What are the high field strength and large ion lithophile (HFS or HFSE & LIL or LILE) elements?

Great question! We tend to split incompatible elements into our LILE's and HFSE's because they can behave differently in different volcanic settings. Let's take a look at what these groups are!

LILE: Large Ion Lithophile Elements

1. As their name indicates these elements are large in size and they also have correspondingly low charge.
2. Good examples of LILE's would be K⁺¹, Rb⁺¹, Cs⁺¹, Ba⁺², Sr⁺².
3. These minerals are often incompatible because they are so BIG and don't fit into the crystal structures of mantle minerals.
4. LILEs are often considered "fluid mobile". This means they want to go wherever water (or other volcanic fluids) are going.
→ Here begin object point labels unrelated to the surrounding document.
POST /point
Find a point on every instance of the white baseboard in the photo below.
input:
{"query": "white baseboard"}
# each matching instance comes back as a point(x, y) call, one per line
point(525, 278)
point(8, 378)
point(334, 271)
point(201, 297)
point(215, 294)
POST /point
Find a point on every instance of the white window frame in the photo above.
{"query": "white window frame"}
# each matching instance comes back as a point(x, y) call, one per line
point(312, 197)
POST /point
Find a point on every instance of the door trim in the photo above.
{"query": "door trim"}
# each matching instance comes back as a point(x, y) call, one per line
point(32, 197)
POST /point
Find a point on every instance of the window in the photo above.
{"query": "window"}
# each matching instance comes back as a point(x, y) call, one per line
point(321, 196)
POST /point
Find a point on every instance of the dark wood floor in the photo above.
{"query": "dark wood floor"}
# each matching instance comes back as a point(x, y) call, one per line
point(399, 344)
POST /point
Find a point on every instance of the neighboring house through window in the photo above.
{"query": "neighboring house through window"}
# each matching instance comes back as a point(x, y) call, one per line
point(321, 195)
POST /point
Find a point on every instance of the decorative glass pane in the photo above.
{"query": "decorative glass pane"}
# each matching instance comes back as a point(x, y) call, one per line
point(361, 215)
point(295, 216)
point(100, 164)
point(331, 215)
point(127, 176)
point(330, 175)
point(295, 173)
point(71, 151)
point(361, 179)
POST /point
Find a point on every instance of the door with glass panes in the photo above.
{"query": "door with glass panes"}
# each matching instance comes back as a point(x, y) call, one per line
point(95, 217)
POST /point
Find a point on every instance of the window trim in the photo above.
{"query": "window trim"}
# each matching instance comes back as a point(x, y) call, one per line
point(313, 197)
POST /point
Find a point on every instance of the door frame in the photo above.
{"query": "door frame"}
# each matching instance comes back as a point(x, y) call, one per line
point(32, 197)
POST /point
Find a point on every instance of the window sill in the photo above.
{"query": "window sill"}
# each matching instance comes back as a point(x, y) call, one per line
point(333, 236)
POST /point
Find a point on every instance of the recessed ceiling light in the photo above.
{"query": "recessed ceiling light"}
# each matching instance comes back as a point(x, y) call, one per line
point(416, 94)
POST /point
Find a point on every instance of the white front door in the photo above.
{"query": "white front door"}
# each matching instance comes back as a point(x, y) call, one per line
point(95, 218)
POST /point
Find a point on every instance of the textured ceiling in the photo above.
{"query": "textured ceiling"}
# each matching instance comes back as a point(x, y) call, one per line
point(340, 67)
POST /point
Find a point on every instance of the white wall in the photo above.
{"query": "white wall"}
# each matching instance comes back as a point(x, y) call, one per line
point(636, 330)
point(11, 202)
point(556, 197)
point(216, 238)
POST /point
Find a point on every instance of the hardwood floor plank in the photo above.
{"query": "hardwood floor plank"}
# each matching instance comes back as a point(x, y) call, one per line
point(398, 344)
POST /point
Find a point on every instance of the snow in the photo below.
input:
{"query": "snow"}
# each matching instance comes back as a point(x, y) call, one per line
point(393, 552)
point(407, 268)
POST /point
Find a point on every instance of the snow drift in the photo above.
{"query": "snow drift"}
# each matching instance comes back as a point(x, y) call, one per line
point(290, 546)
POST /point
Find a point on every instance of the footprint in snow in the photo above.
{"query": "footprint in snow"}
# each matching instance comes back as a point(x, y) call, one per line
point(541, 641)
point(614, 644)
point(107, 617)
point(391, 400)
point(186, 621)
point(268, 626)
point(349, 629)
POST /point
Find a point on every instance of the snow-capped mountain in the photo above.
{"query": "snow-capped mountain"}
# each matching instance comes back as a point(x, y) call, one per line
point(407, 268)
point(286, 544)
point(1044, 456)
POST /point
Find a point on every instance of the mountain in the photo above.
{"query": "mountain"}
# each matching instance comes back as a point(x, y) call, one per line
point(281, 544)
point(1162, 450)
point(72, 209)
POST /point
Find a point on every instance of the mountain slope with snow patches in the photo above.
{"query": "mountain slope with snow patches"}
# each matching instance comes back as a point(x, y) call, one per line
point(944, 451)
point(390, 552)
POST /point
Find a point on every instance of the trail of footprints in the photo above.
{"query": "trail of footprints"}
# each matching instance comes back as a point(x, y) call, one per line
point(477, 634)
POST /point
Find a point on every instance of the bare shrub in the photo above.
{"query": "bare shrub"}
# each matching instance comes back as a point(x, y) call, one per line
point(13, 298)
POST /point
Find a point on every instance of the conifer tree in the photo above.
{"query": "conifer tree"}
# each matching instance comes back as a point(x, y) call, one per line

HFSEs: High Field Strength Elements

1. These elements have a high "field strength" which means they have high charge
2. Because of their high charge, there is a stronger attraction between those valence electrons and the positively charged nucleus of that element. That attraction pulls all of the shells in a little closer, making these elements have much smaller radii
3. Good examples of HFSEs include: U⁺⁶, Zr⁺⁴, Hf⁺⁴, Ti⁺⁴, and many of your Rare Earth Elements (REE's)
4. HFSE's are incompatible because of their charge. Your common rock-forming minerals in the mantle do not contain elements that are similar in charge so they can't happily go into those crystal structures.

Both your HFSEs and LILEs are incompatible

1. Because of either their charge (HFSE) or their atomic radius (LILEs), these elements do not easily substitute for the elements in your common mantle minerals.
2. If they can't go into mantle minerals, they're going to get the heck outta dodge when any melting starts occurring!
3. So how do they differ? The most dramatic example is in subduction zone volcanics. Behavior of these elements gives what petrologists call an "arc signature". When oceanic crust subducts, it carries lots of water in that subducting, hydrothermally altered oceanic crust. That water is what causes the mantle to melt in a subduction zone by lowering the melting temperature of the mantle. Remember which one of our LILE's vs HFSE's likes fluid? As soon as this subduction zone asthenosphere starts to melt with some water, our LILEs dive into that magma and eventually erupt at the surface. This means subduction zone volcanoes typically have a notable enrichment in LILE's compared to the HFSEs.